[Python-ideas] chdir context manager
MRAB
python at mrabarnett.plus.com
Sat Jan 19 19:32:21 CET 2013
On 2013-01-19 18:07, Terry Reedy wrote:
> On 1/19/2013 10:06 AM, Daniel Shahaf wrote:
>> Terry Reedy wrote on Sat, Jan 19, 2013 at 08:37:17 -0500:
>>> On 1/19/2013 5:10 AM, Daniel Shahaf wrote:
>>>> The following is a common pattern (used by, for example,
>>>> shutil.make_archive):
>>>>
>>>> save_cwd = os.getcwd()
>>>> try:
>>>> foo()
>>>> finally:
>>>> os.chdir(save_cwd)
>>>>
>>>> I suggest this deserves a context manager:
>>>>
>>>> with saved_cwd():
>>>> foo()
>>>
>>> So to me, your proposal is only 1/2 or 2/3 of a context manager. (And
>>> 'returns an open file descriptor for the saved directory' seems backward
>>> or wrong for a context manager.) It does not actually make a new
>>
>> What should __enter__ return, then?
>>
>> It could return None, the to-be-restored directory's file descriptor, or
>> the newly-changed-to directory (once a "directory to chdir to" optional
>> argument is added). The latter could be either a pathname (string) or
>> a file descriptor (since it's just passed through to os.chdir).
>>
>> It seems to me returning the old dir's fd would be the most useful of
>> the three option, since the other two are things callers already have
>> --- None, which is global, and the argument to the context manager.
>
> make_archive would prefer the old dir pathname, as it wants that for the
> logging call. But I do not think that that should drive design.
>
>>> context. A proper temp_cwd context manager should have one parameter,
>>> the new working directory, with chdir(new_cwd) in the enter method. To
>>> allow for conditional switching, the two chdir system calls could be
>>> conditional on new_cwd (either None or '' would mean no chdir calls).
>>>
>>
>> I think making the new_cwd argument optional would be useful if the
>> context manager body does multiple chdir() calls:
>>
>> with saved_cwd():
>> os.chdir('/foo')
>> do_something()
>> os.chdir('/bar')
>> do_something()
>>
>> I'm not sure if that's exactly what you suggest --- you seem to be
>> suggesting that saved_cwd(None) will avoid calling fchdir() from
>> __exit__()?
>
> I was, but that is a non-essential optimization.
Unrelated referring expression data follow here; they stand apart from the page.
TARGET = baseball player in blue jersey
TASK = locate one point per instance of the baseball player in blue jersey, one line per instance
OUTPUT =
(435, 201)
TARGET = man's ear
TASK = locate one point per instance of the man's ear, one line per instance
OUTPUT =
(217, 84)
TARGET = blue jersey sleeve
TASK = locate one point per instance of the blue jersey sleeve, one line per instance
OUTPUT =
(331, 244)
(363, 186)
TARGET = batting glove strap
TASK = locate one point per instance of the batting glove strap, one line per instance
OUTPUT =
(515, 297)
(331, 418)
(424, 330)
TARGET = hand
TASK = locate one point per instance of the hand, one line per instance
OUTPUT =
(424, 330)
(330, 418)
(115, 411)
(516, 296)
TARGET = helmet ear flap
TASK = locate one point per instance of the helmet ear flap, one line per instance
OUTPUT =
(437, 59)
My idea is basically
> similar to Bueno's except for parameter absent versus None (and the two
> cases could be handled differently).
>
> I think this proposal suffers a bit from being both too specific and too
> general. Eli explained the 'too specific' part: there are many things
> that might be changed and changed back. The 'too general' part is that
> specific applications need different specific details. There are various
> possibilities of what to do in and return from __enter__.
>
> However, given the strong -1 from at least three core developers and
> one other person, the detail seem moot.
>
FWIW, -1 from me too because, as has been said already, you shouldn't
really
be using os.chdir; use absolute paths instead.